Special Issues in Pregnancy
Summary of Key Points
• Cancer complicates 1 in 1000 pregnancies; the most common malignancies in pregnant women are breast, uterine, and cervical cancer, lymphoma, and melanoma.
• No evidence exists that pregnancy alters the clinical behavior of cancer, but cancer often is advanced at diagnosis because of the overlap of symptoms with those of a normal pregnancy.
• Important factors in management include assessment of gestational age, maternal staging with limited exposure to ionizing radiation, the urgency of therapy, and the impact of therapy on maternal prognosis and fetal outcome.
• Physiological changes in pregnancy affect the metabolism of chemotherapy drugs, but few practical guidelines exist about how dosing should be adjusted to take this factor into account.
• Alkylators and antimetabolites should be avoided in the first trimester, but these agents and other cytotoxic drugs are generally not contraindicated (with the possible exceptions of methotrexate and hydroxyurea) in the second and third trimesters.
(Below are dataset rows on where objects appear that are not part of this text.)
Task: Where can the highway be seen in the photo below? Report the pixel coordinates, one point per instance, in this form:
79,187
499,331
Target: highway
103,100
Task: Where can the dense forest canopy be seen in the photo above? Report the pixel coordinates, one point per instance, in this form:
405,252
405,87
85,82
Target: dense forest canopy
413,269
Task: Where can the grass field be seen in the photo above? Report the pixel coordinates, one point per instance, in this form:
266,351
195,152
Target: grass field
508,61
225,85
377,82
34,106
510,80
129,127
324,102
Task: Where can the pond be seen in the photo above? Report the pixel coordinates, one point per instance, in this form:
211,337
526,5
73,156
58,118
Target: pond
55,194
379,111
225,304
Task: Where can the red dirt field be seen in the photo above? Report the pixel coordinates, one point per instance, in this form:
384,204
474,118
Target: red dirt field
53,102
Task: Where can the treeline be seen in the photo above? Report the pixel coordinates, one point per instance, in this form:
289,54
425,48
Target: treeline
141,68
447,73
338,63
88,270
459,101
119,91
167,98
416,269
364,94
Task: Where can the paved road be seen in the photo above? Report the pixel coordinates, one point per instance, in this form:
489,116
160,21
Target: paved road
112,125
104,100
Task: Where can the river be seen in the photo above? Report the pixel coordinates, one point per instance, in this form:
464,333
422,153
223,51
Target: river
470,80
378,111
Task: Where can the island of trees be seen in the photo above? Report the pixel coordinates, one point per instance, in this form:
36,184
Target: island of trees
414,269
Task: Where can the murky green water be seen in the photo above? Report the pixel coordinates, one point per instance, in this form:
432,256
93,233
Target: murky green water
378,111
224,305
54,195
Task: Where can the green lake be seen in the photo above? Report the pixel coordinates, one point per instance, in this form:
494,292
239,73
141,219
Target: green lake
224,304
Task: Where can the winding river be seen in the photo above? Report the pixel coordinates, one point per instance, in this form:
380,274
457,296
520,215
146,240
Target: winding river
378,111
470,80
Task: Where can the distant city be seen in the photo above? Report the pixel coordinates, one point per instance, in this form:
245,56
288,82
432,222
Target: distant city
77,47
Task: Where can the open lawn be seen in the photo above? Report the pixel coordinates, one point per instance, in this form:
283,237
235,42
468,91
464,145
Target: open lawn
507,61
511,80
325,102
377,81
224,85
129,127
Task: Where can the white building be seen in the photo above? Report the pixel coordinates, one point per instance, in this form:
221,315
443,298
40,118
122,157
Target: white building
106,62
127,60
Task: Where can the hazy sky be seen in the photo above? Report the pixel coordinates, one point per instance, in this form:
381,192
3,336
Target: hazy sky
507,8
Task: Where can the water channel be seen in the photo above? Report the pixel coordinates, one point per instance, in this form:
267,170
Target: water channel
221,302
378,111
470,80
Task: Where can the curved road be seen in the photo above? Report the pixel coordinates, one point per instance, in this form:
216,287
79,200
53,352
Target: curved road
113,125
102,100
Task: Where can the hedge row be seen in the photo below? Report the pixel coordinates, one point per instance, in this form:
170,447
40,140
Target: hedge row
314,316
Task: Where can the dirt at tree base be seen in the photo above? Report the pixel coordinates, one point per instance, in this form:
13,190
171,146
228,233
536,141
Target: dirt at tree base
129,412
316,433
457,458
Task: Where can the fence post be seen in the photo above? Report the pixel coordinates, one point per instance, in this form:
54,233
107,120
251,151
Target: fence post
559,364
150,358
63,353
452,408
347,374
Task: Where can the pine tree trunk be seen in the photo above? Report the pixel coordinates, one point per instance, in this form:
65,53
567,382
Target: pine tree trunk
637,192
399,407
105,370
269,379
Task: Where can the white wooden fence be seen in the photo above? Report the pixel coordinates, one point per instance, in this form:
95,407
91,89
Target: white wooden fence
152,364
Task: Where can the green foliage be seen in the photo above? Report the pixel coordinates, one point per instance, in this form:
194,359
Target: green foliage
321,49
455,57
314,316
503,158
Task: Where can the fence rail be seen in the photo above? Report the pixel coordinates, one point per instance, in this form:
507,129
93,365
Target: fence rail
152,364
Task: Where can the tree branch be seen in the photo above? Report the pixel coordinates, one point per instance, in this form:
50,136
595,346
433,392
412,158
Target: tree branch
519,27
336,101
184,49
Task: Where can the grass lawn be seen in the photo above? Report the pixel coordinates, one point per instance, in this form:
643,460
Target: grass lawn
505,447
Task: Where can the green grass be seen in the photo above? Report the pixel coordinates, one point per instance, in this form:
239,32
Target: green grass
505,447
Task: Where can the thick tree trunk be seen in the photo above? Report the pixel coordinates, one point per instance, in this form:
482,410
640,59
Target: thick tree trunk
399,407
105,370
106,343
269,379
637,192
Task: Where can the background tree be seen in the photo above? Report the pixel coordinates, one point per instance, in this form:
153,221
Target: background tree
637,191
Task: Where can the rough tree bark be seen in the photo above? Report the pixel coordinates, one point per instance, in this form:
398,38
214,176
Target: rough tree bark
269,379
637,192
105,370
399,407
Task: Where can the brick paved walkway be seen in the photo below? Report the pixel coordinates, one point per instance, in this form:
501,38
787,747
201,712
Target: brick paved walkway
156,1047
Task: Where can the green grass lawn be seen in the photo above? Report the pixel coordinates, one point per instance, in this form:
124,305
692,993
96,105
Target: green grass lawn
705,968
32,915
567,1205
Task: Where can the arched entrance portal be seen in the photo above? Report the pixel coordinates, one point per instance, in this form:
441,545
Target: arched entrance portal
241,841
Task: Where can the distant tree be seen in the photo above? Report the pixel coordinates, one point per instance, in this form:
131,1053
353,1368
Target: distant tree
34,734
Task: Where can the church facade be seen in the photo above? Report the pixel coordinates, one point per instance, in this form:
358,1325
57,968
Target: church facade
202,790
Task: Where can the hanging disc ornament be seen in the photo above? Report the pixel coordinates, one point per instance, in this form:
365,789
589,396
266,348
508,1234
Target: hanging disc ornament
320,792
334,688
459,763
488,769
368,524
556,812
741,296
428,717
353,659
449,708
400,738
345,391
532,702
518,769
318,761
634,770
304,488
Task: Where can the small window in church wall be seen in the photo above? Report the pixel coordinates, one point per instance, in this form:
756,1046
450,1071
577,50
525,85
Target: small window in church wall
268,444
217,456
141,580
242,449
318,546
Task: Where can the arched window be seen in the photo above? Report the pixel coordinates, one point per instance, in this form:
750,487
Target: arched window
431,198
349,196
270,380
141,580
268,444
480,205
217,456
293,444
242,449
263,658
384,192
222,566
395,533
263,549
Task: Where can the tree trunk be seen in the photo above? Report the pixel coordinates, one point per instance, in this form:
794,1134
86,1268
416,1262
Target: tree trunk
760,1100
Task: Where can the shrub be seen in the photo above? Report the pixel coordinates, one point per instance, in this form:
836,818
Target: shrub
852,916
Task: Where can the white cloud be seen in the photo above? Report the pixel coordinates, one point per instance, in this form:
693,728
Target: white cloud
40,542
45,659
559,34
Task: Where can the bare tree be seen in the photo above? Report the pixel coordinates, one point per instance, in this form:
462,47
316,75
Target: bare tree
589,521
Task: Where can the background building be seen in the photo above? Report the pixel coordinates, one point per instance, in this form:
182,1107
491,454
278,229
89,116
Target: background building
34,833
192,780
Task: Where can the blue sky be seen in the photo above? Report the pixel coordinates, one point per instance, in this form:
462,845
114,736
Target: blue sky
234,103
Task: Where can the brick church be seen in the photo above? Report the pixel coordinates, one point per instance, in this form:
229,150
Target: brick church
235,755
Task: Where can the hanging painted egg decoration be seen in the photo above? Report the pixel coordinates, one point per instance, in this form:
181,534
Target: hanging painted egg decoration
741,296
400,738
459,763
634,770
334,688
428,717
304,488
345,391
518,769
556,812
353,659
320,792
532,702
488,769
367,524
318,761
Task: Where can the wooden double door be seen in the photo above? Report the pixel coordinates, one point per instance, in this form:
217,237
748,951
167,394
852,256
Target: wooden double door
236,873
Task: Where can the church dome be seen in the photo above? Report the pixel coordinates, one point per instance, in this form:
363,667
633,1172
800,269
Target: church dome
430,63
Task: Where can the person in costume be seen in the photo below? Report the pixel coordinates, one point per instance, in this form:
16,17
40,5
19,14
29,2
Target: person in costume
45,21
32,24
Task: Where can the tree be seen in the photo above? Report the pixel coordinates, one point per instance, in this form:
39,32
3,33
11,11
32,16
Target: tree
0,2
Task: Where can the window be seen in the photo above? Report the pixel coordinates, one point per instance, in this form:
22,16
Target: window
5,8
• The scheduling of chemotherapy should be planned to minimize the risk of complications at the time of delivery.
• No evidence exists that exposure to chemotherapy results in long-term adverse effects on physical or intellectual development, and surviving children have no increased risk of malignancy.
• Therapeutic radiation jeopardizes fetal outcome and should be reserved for the postpartum period whenever possible.
• Subsequent pregnancy after cancer diagnosis and treatment is usually possible.